Ari Kenneth Greenburg is President of WME, currently the largest talent agency in the world with over 500 agents and $1 billion in annual revenues.
Throughout his career, Greenburg has been primarily a television agent, representing writers and producers of popular programming. He has helped package hits such as Only Murders in the Building, Stranger Things, Reacher, and Wednesday. He has led the negotiations for some of the biggest players in television & film, including Judd Apatow, Kevin Hart, Guillermo Del Toro, Tim Burton, and Robert Downey, Jr.
On a recent afternoon, he took a call from an Oscar-winning screenwriter just before speaking to students in “Humanities in Action: Alumni Career Conversations” (HUM20 ) about his career trajectory, his industry, his day-to-day work, and what he looks for in new hires.
Greenburg initially planned to major in English at Berkeley but shifted to economics. During his time at Cal, summer jobs and internships helped him define his interests and hone his skills. An internship in brand management for Proctor & Gamble quickly taught him that he wasn’t interested in product sales. A summer job in Barnes & Noble attuned him to the qualities that make a book a bestseller — another valuable skill for an agent.
“Storytelling, which is the business of Hollywood, is more interesting than tech.”
After graduating in 1994, he got his start in the marketing department of a small production company. He kept reflecting on what he was looking for professionally, and was drawn to agent roles because he wanted to be involved from the very beginning of a production. Within six months he had moved to ICM, a major talent agency, as an assistant to one of the agents. And when his bosses left to form their own agency, Endeavor, he joined them and quickly rose through the ranks.
Endeavor is now WME and Greenburg has been President since 2016. Greenburg leads the day-to-day activities of the agency, which employs over 1700 people. His company is constantly hiring… and half the employees are under 30. Hiring recent college grads, he explains, relies heavily on on-the-job training. “It's an apprentice program. Within two weeks you know how to answer a telephone or write an email. Within a month you have a pretty good feel for Hollywood. Within two months, you really get the hierarchy within the agency.”
He’s also a believer in liberal arts education: “I think developing taste is something you get from a liberal arts background.” And taste, he explains, is a vital job skill for an early-career agent reading 20 scripts per week. Refining taste over time — putting in the proverbial 10,000 hours — lets him spot potential quickly, identifying hits like This Is Us and It’s Always Sunny in Philadelphia.

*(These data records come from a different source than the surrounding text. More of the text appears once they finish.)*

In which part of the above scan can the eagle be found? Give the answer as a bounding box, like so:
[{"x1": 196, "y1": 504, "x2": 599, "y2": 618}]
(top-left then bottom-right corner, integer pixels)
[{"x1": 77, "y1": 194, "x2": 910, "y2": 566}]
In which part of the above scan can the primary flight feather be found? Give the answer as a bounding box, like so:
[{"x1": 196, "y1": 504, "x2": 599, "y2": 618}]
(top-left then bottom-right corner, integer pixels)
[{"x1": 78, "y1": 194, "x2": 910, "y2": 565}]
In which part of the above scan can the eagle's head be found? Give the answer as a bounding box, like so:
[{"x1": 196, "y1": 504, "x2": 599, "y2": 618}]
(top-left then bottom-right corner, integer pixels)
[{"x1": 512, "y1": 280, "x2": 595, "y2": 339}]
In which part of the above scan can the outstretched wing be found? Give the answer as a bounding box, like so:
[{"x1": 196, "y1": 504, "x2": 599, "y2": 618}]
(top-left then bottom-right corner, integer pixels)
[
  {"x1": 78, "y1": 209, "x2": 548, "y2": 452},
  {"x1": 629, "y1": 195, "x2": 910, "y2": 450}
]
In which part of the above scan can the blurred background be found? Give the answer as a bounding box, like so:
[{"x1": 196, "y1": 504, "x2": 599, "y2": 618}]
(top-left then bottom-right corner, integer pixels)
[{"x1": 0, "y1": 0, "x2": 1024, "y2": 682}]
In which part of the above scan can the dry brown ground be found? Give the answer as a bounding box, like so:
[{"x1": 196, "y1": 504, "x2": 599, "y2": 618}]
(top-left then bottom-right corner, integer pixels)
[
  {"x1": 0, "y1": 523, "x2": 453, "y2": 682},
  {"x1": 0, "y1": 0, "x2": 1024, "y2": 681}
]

Greenburg likes to hire Berkeley graduates because they’re smart and adaptable. But intelligence, he says, is only one of the core attributes for succeeding in his industry. “You need to have attitude, taste, moxie… If you work as a talent agent, you better be good at customer service, you have to go the extra mile, and you have to have answers.”
Greenburg went the extra mile as a speaker. He enthusiastically answered student questions, and was equally enthusiastic in his assessment of HUM20. “I never had a class like this at Berkeley. This would have been very cool.”